For Ted Hall, the trip included an 18-year stopover in East Tennessee.

He wasn't always a serious news anchor, but around the turn of the century, Ted joined the anchor team at Channel 10 and never looked back.

Then, in 2005, our sister station in Atlanta, WXIA, saw Ted and dragged him kicking and screaming down to the big city--at least, that's the way we chose to look at it.

Can a kid from Esko, Minnesota find true happiness in a metro area with more than 5 million people?

"It's a big city, but we found our way out in the country," Ted says. "My wife and I and the kids live out in a field with horses in the front yard, that kind of stuff.  So we do live out in the country, but we do everything in the city--ball games and shopping and stuff."

But everyone knows that getting around in Atlanta isn't as easy it was for Sherman.

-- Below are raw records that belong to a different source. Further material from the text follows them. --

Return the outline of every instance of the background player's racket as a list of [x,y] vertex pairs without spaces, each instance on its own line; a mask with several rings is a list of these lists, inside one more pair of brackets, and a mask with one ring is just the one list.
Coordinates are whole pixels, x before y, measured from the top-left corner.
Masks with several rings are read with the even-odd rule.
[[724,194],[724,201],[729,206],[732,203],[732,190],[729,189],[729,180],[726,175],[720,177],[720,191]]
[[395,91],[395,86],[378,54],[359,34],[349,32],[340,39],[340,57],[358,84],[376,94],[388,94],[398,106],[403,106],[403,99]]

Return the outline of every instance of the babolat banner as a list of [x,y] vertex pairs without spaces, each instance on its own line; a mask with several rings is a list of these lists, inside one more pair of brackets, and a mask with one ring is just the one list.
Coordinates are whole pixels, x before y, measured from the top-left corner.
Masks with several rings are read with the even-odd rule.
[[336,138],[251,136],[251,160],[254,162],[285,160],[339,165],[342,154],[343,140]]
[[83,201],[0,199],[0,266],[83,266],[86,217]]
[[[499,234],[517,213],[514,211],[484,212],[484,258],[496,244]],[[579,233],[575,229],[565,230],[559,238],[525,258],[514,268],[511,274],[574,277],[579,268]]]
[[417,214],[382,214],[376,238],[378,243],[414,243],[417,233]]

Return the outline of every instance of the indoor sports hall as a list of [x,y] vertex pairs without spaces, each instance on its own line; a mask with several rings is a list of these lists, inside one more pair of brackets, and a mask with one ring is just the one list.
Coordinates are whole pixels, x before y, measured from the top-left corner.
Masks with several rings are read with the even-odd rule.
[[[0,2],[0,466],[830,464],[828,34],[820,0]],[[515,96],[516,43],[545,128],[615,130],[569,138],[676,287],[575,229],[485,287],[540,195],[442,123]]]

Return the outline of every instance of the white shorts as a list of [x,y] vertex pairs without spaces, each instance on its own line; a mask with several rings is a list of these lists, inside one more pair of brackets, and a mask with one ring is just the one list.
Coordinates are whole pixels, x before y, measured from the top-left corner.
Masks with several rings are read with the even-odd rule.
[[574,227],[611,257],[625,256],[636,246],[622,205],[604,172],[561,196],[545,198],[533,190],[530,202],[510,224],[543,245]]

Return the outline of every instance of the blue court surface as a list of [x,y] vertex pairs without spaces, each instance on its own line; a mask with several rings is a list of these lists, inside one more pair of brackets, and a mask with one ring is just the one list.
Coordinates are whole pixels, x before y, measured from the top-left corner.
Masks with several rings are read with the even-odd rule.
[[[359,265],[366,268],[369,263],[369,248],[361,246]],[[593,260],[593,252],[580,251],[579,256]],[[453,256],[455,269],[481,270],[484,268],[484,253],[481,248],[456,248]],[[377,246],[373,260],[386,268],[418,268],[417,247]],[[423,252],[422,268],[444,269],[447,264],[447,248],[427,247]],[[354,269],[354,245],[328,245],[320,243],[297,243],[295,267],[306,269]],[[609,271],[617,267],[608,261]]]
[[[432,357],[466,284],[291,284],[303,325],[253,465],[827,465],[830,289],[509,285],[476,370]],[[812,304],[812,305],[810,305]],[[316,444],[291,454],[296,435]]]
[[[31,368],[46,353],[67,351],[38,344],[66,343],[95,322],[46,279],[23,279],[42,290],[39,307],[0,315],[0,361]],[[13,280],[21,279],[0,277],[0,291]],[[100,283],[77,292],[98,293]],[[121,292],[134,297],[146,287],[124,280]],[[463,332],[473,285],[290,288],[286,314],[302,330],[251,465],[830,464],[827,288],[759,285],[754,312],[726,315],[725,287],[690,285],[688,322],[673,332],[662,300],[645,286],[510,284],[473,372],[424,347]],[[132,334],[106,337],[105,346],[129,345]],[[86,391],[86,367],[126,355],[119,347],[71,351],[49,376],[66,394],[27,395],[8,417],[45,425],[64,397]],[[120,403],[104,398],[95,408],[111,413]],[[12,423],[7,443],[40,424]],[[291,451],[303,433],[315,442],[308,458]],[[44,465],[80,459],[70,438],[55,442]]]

"Traffic is an issue. Stoplights are crazy. That's my pet peeve with Atlanta is that stop lights are long and frequent," Ted said.

Add unforgiving to their list of faults.

"They have cameras. I found out the hard way. They catch you."

Back in 1993, Ted stood on a hillside with a young kid from Luttrell who was hoping to make it big in country music.

I'd always wondered if Ted had any inkling that Kenny Chesney would make it as big as he has.

"I never considered the possiblity that he would be entertainer of the year and the biggest thing in country music. I didn't see it coming. I'm thrilled when I see how well he's doing."

A lot of people ask us how Ted's doing down in Atlanta, but a whole lot more people ask how Ted's son, Keaton, is doing.

Keaton, a seventh grader, was diagnosed with a very slow-growing form of brain cancer.

"He's doing very well. He was named MVP of the cross-country team. He's a little JV runner and the only one on the team who actually ran a race. He's doing very well with his health. His grades are good.

"We had a couple of scares with him that involved trips to the emergency room, but they were nothing, just scares. They just proved that nothing is getting worse, that
he's still holding steady and the tumor left in his brain isn't growing, so he's doing very well.

"We've had so many comments and questions from East Tennessee asking about him, so i want to thank everyone that cared so much and went out of their way to make us feel special."